There is one major difference between LINQ to
Objects and LINQ to SharePoint, however, and that is the location of
the data being queried. For LINQ to SharePoint, the data exists not in
memory—as is the case for LINQ to Objects—but in the SharePoint content
database. Because of this, LINQ to SharePoint has to work a bit harder
in parsing the LINQ queries. Rather than simply expanding the queries,
the parser must convert them to a syntax that can be used to query the
SharePoint content database directly. Since the SharePoint platform
defines its own query language in the form of the XML dialect CAML,
LINQ to SharePoint must translate all LINQ queries into CAML. These
CAML queries can then be processed directly by the SharePoint platform.
Once the results are returned, they are mapped onto strongly typed
entity objects, which are then returned as the query results.
Expression Trees
It’s worthwhile for you to understand how this
process works, because it has implications when it comes to creating
more complex queries—as you’ll see later. To find out a bit more, let’s
start with one of the extension methods that we’d commonly use in a
LINQ query. If we examine the Where extension method in more detail, we find the following method signature:
public static IQueryable<TSource> Where<TSource>(this IQueryable<TSource>
source, Expression<Func<TSource, bool>\> predicate)
At first glance, you may think there’s too much
information in this statement and decide to skip ahead a few
paragraphs—but bear with me, because only one part of the signature is
actually important for the purposes of this discussion.
The method accepts two parameters: the first being an IQueryable data source and the second being a generic Expression object of type Func. The Func
object is a delegate that references the code that’s been entered as
the lambda expression, and this is passed as a parameter to the Expression object. The Expression object, however, converts the lambda expression into an ExpressionTree. The ExpressionTree
is where the magic that is LINQ takes place. By using expression trees,
you can programmatically analyze lambda expressions. As a result, you
can convert compiled expressions into something completely different by
applying logic to the expression tree. By using this process, LINQ to
SharePoint converts the lambda expressions that make up a query into
valid CAML syntax that can then be directly
executed against the content database. (As an aside, this is exactly
the same way that LINQ to SQL works—the only difference is the target
query syntax.)
All very interesting, you may be thinking, but why
is this relevant? Well, here’s the thing: Many extension methods are
defined for LINQ, they all have a default implementation in LINQ to
Objects, and it’s down to the creator of a new LINQ provider to
override them with a platform-specific implementation. However, CAML
doesn’t support all the available extension methods. Some things in
there simply can’t be translated into CAML. In other implementations
such as LINQ to SQL, where a method can’t be implemented directly in
SQL, the standard LINQ to Objects method is used, meaning that a
portion of the query is performed using SQL, the results are then
loaded into memory, and any remaining operations are performed using
LINQ to Objects extension methods. Of course, this is all done behind
the scenes and is completely transparent to the user.
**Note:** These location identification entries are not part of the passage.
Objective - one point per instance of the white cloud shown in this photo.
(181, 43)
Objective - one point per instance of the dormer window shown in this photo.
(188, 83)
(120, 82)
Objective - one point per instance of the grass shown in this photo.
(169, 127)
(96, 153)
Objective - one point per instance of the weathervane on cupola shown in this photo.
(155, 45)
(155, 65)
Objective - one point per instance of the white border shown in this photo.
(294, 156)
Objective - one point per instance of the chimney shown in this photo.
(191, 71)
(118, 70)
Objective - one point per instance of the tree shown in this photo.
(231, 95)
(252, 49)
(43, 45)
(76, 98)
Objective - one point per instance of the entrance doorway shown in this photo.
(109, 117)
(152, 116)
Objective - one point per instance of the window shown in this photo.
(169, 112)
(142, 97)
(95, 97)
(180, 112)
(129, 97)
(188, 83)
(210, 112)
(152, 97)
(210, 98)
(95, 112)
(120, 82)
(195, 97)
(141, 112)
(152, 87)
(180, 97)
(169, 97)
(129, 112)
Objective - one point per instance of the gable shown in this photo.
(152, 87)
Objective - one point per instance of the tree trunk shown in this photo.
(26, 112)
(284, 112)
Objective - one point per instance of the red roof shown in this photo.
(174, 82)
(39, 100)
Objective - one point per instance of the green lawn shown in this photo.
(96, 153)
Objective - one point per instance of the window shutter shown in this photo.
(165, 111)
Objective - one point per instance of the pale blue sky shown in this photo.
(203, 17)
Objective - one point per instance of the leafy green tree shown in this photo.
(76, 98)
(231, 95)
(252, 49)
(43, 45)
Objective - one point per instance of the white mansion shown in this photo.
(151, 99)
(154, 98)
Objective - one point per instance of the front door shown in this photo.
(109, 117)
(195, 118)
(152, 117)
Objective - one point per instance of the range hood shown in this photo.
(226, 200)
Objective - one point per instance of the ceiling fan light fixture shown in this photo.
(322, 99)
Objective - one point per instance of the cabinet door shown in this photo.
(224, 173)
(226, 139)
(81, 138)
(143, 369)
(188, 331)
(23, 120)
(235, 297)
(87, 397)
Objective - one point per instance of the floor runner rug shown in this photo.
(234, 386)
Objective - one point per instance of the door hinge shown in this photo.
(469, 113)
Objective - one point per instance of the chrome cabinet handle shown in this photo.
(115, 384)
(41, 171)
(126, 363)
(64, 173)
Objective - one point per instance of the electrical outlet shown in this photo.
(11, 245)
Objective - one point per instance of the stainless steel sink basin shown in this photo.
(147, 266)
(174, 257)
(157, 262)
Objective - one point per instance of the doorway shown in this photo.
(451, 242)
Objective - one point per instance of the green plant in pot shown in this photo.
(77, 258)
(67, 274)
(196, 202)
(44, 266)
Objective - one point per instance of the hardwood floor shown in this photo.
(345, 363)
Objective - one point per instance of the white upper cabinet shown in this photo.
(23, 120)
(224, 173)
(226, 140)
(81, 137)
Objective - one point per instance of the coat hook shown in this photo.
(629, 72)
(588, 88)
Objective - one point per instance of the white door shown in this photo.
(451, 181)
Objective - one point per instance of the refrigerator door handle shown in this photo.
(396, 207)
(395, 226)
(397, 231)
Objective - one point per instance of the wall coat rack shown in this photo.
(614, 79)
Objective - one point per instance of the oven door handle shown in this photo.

The issue with LINQ to SharePoint is that CAML is a
very limited language when compared to SQL, and as such a significant
number of the standard LINQ operations are not possible. If such
operations were left to revert to their default implementation in LINQ
to Objects, significant performance issues could result due to the
amount of in-memory processing that could be required. Without an
in-depth understanding of how LINQ works, an uninitiated developer
could easily create a LINQ query that, if executed concurrently by many
users, could severely degrade system performance.
Inefficient Queries
At the time of writing, this problem has been
highlighted by having the LINQ to SharePoint provider throw an error if
an unimplemented extension method is used in a query. In previous
versions, this behavior could be controlled by setting the AllowInefficientQueries flag on the DataContext
object; however, the current version—at the time of writing, Beta 2—no
longer allows this flag to be publically altered and therefore
unimplemented expressions will not work with LINQ to SharePoint. This
may change in future releases of the product.
The following extension methods are considered
inefficient due to inability to convert to CAML and are therefore not
implemented by LINQ to SharePoint:
Aggregate | All | Any | Average | Distinct | ElementAt |
ElementAtOrDefault | Except | Intersect | Join | Max | Min |
Reverse | SequenceEqual | Skip | SkipWhile | Sum | |